Acupressure can help in relieving constipation symptoms such as abdominal pain, bloating and gas by applying pressure to specific acupressure points on the abdomen. You can press with your fingers, or you can also use an acupressure stick.
Tianshu (ST25) – The two Tianshu points are located three finger-widths away from each side of the navel. This technique will stimulate the intestines and help with bowel movements and better digestion in general.
Zhongwan (CV12) – Zhongwan, also called Conception Vessel 12, is located at the midline of the abdomen, halfway between the belly button and the bottom of the sternum. This point is also used to promote spleen and stomach functioning. Stimulating this point can alleviate abdominal bloating, discomfort due to overeating, sour stomach, diarrhea, dysentery and abdominal distention.
Improving cognitive functioning
Making substantive changes to cognitive function using acupressure takes a little longer – anywhere from one month to a year – but can be highly effective.
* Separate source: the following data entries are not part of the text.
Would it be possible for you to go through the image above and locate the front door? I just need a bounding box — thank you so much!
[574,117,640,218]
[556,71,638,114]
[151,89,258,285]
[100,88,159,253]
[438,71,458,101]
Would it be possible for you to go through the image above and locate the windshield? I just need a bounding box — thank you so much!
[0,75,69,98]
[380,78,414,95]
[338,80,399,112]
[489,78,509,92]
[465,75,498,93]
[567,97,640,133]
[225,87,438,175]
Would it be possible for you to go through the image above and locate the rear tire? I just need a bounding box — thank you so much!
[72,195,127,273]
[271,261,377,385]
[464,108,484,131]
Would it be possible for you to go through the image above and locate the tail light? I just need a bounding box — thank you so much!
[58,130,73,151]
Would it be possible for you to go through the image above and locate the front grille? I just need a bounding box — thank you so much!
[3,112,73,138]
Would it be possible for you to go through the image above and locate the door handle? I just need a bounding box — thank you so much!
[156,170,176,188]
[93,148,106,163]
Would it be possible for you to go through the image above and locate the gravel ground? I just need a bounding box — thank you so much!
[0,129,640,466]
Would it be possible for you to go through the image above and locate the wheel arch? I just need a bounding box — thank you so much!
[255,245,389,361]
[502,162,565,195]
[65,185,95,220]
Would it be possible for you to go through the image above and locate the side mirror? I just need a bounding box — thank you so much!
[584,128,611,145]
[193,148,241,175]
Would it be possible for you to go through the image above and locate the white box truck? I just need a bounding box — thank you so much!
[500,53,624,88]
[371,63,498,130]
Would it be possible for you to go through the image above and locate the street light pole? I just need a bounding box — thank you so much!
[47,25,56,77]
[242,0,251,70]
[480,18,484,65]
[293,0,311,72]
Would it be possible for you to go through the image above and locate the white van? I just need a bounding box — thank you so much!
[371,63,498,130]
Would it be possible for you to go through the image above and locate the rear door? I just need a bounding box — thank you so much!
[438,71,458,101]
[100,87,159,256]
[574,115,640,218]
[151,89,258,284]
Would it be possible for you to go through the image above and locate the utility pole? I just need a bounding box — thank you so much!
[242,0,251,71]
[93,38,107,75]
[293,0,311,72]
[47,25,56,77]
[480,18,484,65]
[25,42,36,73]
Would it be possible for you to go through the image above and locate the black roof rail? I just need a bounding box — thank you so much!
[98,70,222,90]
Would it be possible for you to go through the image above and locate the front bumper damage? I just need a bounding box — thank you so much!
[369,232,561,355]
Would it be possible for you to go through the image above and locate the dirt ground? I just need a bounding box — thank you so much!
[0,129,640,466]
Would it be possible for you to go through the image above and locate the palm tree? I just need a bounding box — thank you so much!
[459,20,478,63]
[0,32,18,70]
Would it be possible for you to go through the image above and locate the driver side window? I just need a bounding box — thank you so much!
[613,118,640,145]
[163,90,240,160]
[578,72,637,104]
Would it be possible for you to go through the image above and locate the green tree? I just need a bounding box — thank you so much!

Fengchi (GB20) “Gates of Consciousness” – Fengchi (GB20) is a multi-functional acupoint that improves blood circulation (including to the brain), thus improving brain function, repairing brain tissue, and eliminating stagnant blood. Fengchi lies in an indentation at the base of the skull at the back of the neck, between the muscles that run up the side of the neck and those that run up along the spine.
Mueller adds a tip regarding this acupoint: “This point’s name is also translated as ‘Wind Gate,’ indicating that it is an area where seasonal changes like cold air can enter the body and bring with it pathogens like cold and flu. To help protect your immune system, this makes it important to keep your neck covered with a scarf or high collar when out in the elements.”
How to self-administer acupressure
It’s easy to use the power of acupressure on yourself or your loved one. To start, create a relaxing and calm environment by dimming the lights, using calming aromatherapy, and playing soft music.
Encourage your loved one to connect with their breath, noticing the length of the inhale compared to the length of the exhale, slowly lengthening them to a point where they match in length without effort.
Mueller recommends three easy steps for each acupoint:
- Use deep, firm pressure, using the thumb to massage the point in a circular or up-and-down motion.
- Massage the point for one to two minutes, and ask your loved one to keep their eyes closed. They should remain calm and breathe deeply.
- Repeat as often as you’d like.
Acupressure is a gentle, accessible treatment you and your loved one can practice at home with minimal or no side effects. Remember, as with starting any new health care regimen, ask your health care provider beforehand, especially if you’re pregnant or managing a chronic health condition.